Diary of a Widower

Daily entries by a husband, who stayed behind with his two sons

The F-word for my wife’s killer

THURSDAY, July 1, 2010 – Judgment Day.  As he unlocked his bike, Eamonn intoned:  ‘Write in your diary that it’s all over. Thank heavens.’ Once more he succeeded in capturing in simple words what we all felt. No doubt that included the motorcycle cop, whom we’d just shaken hands with.

He was found guilty of Jennifer’s death. The sentence deviated from what the prosecutor had called for. Instead of a two-month conditional prison term, he was given 120 hours of community service. In keeping with the sentence, his driver’s license was suspended for six months. During sentencing, R sat in the dock and cried. We were in the front row, on the left, and looked stoically straight ahead.

What we felt?
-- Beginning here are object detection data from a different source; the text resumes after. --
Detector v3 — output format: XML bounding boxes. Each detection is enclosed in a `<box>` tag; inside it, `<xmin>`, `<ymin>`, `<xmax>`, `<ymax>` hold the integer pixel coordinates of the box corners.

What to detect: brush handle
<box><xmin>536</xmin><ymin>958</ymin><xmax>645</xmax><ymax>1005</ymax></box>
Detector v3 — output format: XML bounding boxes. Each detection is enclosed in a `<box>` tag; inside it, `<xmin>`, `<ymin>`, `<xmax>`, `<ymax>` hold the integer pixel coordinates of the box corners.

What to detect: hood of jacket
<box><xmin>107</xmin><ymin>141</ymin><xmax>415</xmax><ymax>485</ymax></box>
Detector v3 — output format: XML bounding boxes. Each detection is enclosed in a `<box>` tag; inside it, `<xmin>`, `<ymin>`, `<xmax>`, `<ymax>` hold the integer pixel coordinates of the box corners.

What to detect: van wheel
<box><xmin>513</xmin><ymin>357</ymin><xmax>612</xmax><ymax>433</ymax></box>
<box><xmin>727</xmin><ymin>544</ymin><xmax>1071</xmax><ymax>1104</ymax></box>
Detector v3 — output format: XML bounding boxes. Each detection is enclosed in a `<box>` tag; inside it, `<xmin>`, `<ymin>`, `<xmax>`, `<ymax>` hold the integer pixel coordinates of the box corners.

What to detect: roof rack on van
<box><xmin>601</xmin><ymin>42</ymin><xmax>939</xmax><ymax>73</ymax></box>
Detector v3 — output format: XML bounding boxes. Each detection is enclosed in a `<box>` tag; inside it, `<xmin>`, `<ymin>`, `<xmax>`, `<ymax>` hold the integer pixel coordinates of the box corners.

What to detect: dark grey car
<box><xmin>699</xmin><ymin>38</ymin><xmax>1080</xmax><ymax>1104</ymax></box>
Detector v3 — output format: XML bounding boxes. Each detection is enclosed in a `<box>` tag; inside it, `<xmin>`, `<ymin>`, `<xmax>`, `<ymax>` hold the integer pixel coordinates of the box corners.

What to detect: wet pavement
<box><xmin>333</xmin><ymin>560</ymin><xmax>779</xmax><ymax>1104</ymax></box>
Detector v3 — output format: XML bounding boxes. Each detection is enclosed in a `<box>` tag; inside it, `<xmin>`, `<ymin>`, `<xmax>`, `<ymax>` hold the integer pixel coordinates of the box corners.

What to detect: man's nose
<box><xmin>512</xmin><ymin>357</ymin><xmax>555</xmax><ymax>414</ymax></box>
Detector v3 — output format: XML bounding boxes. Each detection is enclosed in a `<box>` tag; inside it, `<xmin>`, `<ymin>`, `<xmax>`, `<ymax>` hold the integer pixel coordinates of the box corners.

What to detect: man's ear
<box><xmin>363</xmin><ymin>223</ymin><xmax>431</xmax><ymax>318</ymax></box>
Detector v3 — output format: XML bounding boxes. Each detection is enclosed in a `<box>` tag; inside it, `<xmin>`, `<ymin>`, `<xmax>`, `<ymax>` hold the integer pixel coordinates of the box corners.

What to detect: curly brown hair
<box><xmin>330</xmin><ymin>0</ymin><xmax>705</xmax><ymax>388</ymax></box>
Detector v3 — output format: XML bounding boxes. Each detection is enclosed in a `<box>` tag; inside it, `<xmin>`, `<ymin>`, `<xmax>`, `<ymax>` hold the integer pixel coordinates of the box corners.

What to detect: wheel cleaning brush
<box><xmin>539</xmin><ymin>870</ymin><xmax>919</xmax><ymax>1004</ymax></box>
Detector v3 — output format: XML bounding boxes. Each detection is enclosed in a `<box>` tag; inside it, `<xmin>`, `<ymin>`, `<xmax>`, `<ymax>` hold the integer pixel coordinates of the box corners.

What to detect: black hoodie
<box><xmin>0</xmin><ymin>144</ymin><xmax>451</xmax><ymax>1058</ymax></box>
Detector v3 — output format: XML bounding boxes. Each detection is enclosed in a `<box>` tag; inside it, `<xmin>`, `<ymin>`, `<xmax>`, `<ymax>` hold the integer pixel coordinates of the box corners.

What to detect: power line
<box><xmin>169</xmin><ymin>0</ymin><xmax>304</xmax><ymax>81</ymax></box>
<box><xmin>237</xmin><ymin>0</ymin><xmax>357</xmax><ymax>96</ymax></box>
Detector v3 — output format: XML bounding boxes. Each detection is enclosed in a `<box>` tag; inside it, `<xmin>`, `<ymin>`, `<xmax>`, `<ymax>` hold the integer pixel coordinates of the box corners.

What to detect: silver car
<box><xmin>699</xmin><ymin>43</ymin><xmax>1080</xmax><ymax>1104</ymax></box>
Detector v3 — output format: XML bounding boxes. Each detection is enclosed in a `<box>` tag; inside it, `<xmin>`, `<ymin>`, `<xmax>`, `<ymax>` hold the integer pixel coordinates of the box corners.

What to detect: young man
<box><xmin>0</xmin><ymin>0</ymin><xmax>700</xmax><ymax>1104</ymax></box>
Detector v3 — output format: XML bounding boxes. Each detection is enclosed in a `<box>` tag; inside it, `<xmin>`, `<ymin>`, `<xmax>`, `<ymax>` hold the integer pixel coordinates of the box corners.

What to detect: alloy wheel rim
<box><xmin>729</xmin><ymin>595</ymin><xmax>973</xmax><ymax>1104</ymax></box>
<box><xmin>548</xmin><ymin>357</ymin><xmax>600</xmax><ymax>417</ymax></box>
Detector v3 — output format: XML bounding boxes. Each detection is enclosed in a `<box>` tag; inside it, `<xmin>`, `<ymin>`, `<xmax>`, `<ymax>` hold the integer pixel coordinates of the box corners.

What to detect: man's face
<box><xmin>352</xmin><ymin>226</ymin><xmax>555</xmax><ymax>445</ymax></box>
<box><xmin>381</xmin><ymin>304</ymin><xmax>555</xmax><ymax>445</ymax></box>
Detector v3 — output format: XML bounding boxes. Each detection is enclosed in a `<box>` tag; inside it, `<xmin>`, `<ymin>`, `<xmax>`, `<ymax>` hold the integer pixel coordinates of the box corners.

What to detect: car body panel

Relief, of course, that this chapter could now be closed. Actually it was all over two weeks before, after the trial. That was the worst day, the pain of reliving the accident and the first real confrontation with the culprit who sat there looking straight ahead, like a dead bird. Now and then he mumbled a few words, but he could not summon the courage to publically express his remorse.

‘What a nightmare,’ he stammered, as we sat opposite one another in the lawyer’s office. At my request, the meeting took place immediately after sentencing and on site. There were no lawyers present. That’s the way Eamonn – and Sander, too – wanted it, and actually I couldn’t see myself coming back sometime next week and reliving the nightmare. We want to look ahead.
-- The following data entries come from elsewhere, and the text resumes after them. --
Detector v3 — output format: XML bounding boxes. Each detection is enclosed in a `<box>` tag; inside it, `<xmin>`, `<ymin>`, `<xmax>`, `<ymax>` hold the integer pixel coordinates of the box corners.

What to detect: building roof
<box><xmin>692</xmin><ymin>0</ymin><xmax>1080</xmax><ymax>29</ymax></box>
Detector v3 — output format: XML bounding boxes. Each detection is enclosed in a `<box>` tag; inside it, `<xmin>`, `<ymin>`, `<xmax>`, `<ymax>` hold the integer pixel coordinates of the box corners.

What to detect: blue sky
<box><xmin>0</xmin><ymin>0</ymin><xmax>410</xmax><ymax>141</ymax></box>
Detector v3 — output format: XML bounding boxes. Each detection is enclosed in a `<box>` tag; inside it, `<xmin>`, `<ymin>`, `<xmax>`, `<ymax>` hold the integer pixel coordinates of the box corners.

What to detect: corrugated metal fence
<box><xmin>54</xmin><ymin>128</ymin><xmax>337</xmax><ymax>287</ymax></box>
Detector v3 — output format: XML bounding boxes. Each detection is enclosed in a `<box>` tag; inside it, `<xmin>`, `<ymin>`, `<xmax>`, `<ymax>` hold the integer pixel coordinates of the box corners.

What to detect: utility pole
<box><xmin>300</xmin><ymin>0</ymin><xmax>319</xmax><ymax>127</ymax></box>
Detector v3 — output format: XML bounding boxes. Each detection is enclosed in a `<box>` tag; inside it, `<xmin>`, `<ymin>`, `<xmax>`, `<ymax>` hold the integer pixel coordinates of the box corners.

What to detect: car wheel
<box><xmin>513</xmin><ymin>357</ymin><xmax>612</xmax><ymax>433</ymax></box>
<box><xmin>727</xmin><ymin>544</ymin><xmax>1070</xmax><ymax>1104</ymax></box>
I said that I didn’t really know what to say. That now, eight months later, things were getting a bit better. He began to cry. And so did I. And his girlfriend. The children said nothing.

Of course, there wasn’t much we could say. We looked one another in the eye.  Then, finally, came the expression of regret. The extended hand. We said we realized that he had never wanted this and that we remembered how he had immediately tried to help Jennifer. That he had snarled at Sander to get the dog out of the way. Of course he couldn’t have known that he was the victim’s son, with Elsa, her Elsa.
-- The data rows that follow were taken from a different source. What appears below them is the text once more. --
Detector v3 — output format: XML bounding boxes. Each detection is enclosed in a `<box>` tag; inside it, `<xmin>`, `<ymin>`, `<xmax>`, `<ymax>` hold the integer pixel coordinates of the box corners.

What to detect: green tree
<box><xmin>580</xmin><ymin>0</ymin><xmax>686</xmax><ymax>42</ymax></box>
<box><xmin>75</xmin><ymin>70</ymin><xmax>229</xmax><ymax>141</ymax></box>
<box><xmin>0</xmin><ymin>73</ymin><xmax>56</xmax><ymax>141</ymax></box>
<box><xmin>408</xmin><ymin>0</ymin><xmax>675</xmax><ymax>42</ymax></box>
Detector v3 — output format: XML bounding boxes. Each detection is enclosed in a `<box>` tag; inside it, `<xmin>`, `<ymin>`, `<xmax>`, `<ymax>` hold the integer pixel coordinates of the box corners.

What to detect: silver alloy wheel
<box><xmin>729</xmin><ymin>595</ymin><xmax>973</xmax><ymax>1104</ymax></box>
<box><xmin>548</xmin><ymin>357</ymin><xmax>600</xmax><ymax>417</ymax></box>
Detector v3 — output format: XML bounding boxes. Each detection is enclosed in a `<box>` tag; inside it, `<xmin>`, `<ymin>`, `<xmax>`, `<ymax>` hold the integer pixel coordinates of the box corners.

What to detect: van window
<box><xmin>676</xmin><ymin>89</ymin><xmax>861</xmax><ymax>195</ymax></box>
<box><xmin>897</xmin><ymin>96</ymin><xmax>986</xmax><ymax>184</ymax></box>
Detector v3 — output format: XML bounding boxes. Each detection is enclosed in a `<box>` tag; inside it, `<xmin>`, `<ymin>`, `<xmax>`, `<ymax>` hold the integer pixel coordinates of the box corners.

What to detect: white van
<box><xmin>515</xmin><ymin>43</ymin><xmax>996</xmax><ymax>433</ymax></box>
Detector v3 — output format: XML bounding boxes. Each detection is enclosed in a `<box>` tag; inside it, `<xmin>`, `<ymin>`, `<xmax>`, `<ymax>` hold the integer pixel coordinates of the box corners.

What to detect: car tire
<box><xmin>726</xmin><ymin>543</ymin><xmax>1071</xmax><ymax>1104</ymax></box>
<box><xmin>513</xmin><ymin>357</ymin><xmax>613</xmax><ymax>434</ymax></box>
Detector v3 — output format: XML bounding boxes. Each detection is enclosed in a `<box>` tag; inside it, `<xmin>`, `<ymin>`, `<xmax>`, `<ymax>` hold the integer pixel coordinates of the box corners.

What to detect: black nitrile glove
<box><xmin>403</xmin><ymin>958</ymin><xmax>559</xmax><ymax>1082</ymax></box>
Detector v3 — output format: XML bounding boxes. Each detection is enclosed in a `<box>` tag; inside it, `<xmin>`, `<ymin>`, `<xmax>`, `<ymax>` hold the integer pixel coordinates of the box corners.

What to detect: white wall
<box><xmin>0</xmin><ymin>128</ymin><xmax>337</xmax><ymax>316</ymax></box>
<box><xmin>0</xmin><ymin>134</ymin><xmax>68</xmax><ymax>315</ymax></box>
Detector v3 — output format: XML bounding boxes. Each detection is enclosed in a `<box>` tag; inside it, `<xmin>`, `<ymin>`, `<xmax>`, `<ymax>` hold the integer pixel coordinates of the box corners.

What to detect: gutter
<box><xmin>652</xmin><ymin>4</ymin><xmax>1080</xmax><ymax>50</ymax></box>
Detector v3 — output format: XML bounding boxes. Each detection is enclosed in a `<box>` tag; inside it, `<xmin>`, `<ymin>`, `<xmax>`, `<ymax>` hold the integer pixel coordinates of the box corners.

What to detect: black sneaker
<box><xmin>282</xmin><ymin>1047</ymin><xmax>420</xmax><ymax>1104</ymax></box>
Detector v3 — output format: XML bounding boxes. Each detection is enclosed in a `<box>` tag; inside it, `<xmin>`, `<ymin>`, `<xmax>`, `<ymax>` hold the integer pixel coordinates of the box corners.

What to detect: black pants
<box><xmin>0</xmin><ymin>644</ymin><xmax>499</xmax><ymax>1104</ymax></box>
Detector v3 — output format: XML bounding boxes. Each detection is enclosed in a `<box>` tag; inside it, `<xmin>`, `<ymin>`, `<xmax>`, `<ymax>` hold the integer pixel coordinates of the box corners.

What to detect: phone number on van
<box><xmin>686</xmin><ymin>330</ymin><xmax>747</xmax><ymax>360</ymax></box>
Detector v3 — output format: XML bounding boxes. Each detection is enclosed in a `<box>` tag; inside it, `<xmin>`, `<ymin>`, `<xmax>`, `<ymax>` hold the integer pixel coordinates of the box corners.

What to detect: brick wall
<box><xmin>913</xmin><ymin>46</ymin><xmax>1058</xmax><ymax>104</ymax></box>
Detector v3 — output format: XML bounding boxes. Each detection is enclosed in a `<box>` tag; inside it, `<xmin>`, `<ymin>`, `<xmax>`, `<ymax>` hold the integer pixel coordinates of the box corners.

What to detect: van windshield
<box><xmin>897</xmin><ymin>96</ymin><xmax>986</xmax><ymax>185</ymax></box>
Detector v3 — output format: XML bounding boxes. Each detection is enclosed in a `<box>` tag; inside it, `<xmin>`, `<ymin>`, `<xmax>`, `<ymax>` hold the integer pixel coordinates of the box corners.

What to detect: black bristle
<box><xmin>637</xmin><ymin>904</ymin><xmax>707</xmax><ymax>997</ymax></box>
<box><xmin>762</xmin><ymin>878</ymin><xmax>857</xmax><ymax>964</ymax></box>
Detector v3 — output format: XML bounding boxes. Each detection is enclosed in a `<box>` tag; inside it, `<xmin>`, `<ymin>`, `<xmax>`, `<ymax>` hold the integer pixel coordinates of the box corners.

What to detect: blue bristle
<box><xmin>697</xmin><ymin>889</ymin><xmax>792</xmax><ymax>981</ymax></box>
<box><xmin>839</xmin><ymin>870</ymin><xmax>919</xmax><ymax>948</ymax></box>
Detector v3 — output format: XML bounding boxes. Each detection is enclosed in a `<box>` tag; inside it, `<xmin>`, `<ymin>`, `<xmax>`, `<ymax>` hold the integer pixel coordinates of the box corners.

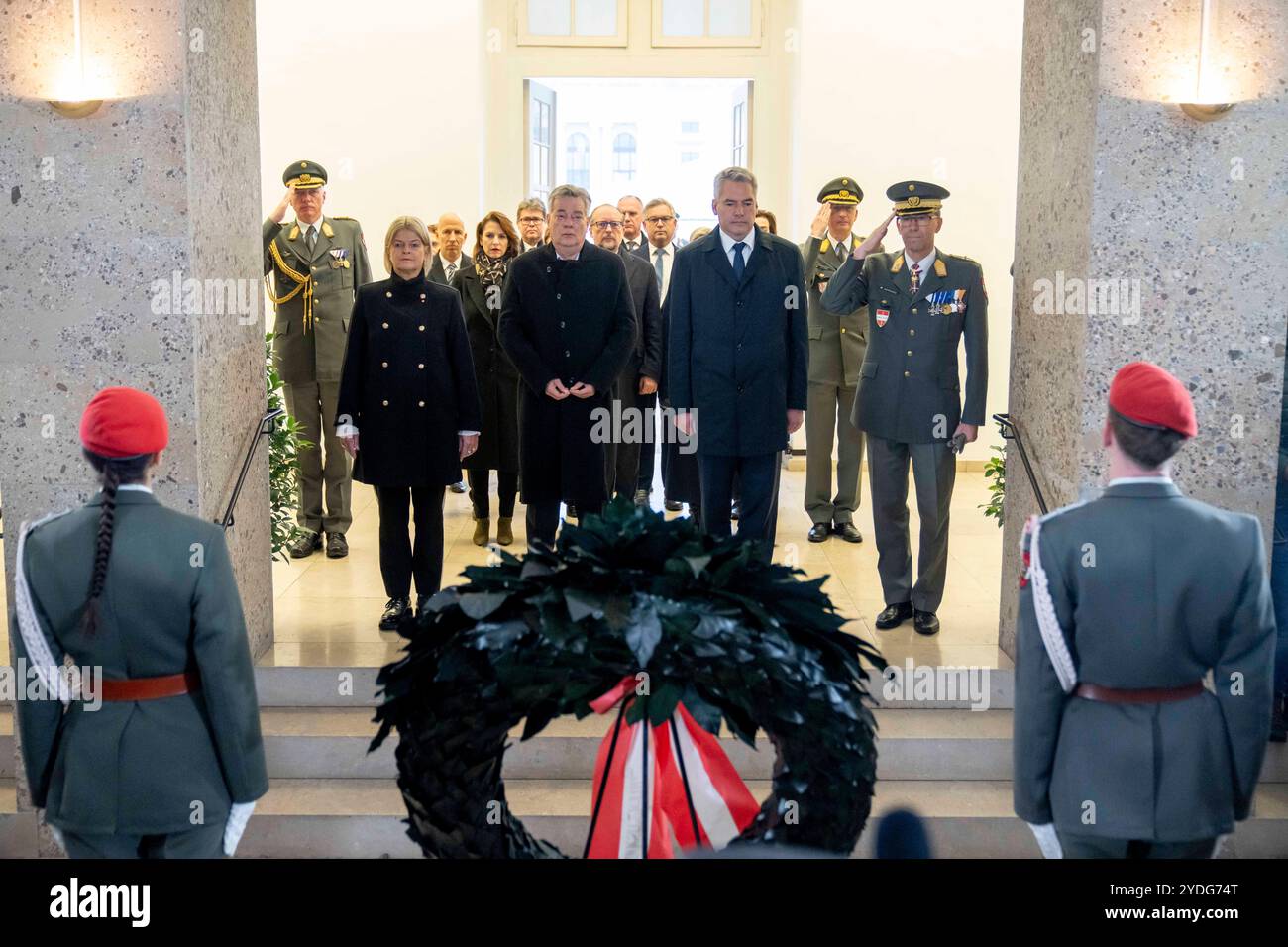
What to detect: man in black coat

Sander spoke. ‘I don’t hate you. But I do hate what you did. This is probably the worst mistake you’ve ever made in your whole life.’

Eamonn said nothing and buried his face in the crook of his arm. R looked at him and began to cry again. Then the moment had come. I talked about forgiveness. The word rolled across the table in his direction. We were the first to leave the room. He and his girlfriend remained behind. There was no reason to look back.

Eamonn was right. Thank heavens it’s all over. Sander cycled on ahead of us and Eamonn told me that he’d been a bit afraid of R. and the judge in his black gown, whom we had thanked afterwards, had also given him a bit of a fright. Intimidating and overpowering. Still, there was one bright spot because what he had feared the most did not happen: ‘No images of the accident came back to me. Nothing.’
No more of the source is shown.